For all of his forty years in Mayo, Rev. Armstrong did not understand what he was seeing. Irish Catholicism blended some of the oldest traditions in the culture with the Christianity taught by St. Patrick and the other missionaries who converted the Irish. Rituals that were significant to the ancient Irish were incorporated into those of Christianity. While the participants of the event described by Rev. Armstrong might not have known the origin of the practice or its historical significance, it no doubt predated Christianity in Ireland.  In another part of the book, he condemns a practice in a fishing village in that an "idol" is brought forth and devotions are made to it and then it is returned to safekeeping in a house until the following year. No doubt, the "idol" is a patron of the village and his protection was sought for fishermen going out to sea and to insure a profitable catch.

While Rev. Armstrong enjoyed the esteem of his Scots congregation, he was not successful in converting large numbers of the native Irish. It is evident from his book that he was a very fine man.
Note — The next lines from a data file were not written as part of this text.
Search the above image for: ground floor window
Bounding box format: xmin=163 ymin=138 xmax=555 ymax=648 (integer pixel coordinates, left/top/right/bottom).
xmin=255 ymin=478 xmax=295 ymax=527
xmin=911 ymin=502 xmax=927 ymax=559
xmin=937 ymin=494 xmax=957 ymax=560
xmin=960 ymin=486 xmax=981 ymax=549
Unfortunately, he did not possess any affinity for the native Irish and did not trouble himself to learn the rudiments of their language. Rather than educate himself on the significance of rituals such as the ones he described, he disparaged them as so much superstition that needed to be eradicated in order to save the souls of the natives.He was not alone in this view, the British policy toward Ireland was to completely anglicize the people, erasing their history, banning their language and outlawing components of their culture, including their adherence to the Roman Catholic faith. Although he served his own congregation well and with much f, he made little headway with the natives, which he expresses with great disappointment in his book.

Above is a view of the Presbyterian chapel where Revernd Armstrong was stationed. It is located on a side street in the center of Ballina. Like the Methodist, the Presbyterians had a small but stable population.